Au vu de cette critique serrée et pertinente du relativisme et de ses implications politiques, nous ne pouvons qu’éprouver une grande reconnaissance pour ce pontife et pour la clairvoyance et l’admirable courage avec lesquels il dénonça, à temps et à contre-temps, les totalitarismes, ces idéologies qui insultent la souveraineté de Dieu, nient la supériorité de la loi morale sur la loi civile et mettent ainsi gravement en danger la personne humaine.

 

 

Guillaume de Thieulloy est docteur en philosophie. Dernier ouvrage paru : Le chevalier de l'absolu : Jacques Maritain entre mystique et politique (Gallimard, 2005).

 

 

 

Extrait de Liberté politique n. 30, « Hommage à Jean Paul II, un maître pour l’histoire ».

 

 

[1]. Alain Besançon, Le Malheur du siècle. Communisme, nazisme, shoah, Paris, Perrin, 2005.

[2]. Jean-Paul II, Veritatis splendor, encyclique du 6 août 1993, n. 101. Le passage entre guillemets provient de l’encyclique Centesimus annus.

[3]. Jacques Chirac, alors candidat à l’élection présidentielle, déclara, en effet : « Non à une loi morale qui primerait la loi civile et justifierait que l’on se place hors la loi. Cela ne peut se concevoir dans une démocratie laïque » (La Croix, 4 avril 1995).

[4]. Voir Jacques Maritain, Une opinion sur Charles Maurras et de le devoir des catholiques, in Œuvres complètes, Paris, St-Paul, 16 vol. parus depuis 1986, t.
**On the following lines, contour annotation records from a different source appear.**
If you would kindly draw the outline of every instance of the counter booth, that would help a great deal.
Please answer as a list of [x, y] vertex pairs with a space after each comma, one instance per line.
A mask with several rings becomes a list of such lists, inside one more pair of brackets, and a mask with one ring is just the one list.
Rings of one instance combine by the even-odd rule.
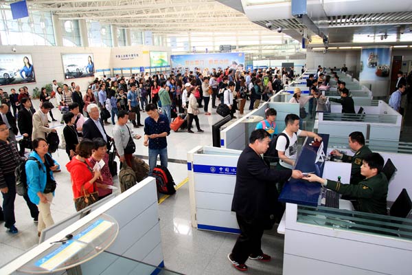
[[150, 177], [43, 230], [38, 245], [0, 274], [151, 275], [163, 267], [156, 181]]
[[[312, 146], [305, 140], [295, 168], [349, 184], [350, 164], [327, 160], [330, 136]], [[241, 151], [198, 146], [187, 153], [190, 207], [194, 227], [238, 233], [230, 211]], [[388, 192], [388, 214], [354, 210], [349, 201], [329, 196], [319, 184], [290, 179], [279, 195], [286, 209], [277, 231], [284, 234], [284, 274], [409, 274], [412, 270], [412, 219], [408, 217], [412, 184], [408, 173], [412, 155], [380, 153], [398, 169]], [[331, 201], [336, 204], [330, 204]], [[296, 263], [299, 263], [299, 265]]]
III, p. 753-754.

[5]. Cela ne veut pas dire qu’on ne pourrait pas trouver de textes de docteurs de l’Église ou de papes en faveur d’un régime, mais seulement que ces préférences, même sérieusement argumentées, ne peuvent l’emporter sur une coutume incontestée. La préférence pour la monarchie exprimée par les pontifes du xixe siècle, par exemple, ne les a jamais poussés à suggérer aux catholiques suisses de rejeter la république dans laquelle ils vivaient.

[6]. Pour approfondir cette distinction essentielle, voir Jean Madiran, Les Deux Démocraties, Paris, NEL, 1977.

[7]. J.-P. II, Mémoire et Identité, op. cit., p. 23-24.

[8]. Notons bien qu’il ne s’agit pas ici de la démocratie contemporaine comme régime politique, puisque l’immense majorité des régimes politiques (y compris les monarchies subsistantes) ont aujourd’hui cédé à l’influence dominante de la démocratie totalitaire, comme le disait déjà Maritain en 1926 : « Ce qui rend tragique la condition des peuples dans les temps modernes, c’est qu’en fait, dans la réalité concrète, le mythe religieux de la Démocratie a envahi et contaminé partout la démocratie politique, et même toutes les formes actuelles de gouvernement » (Une opinion sur Charles Maurras, op. cit., p. 755).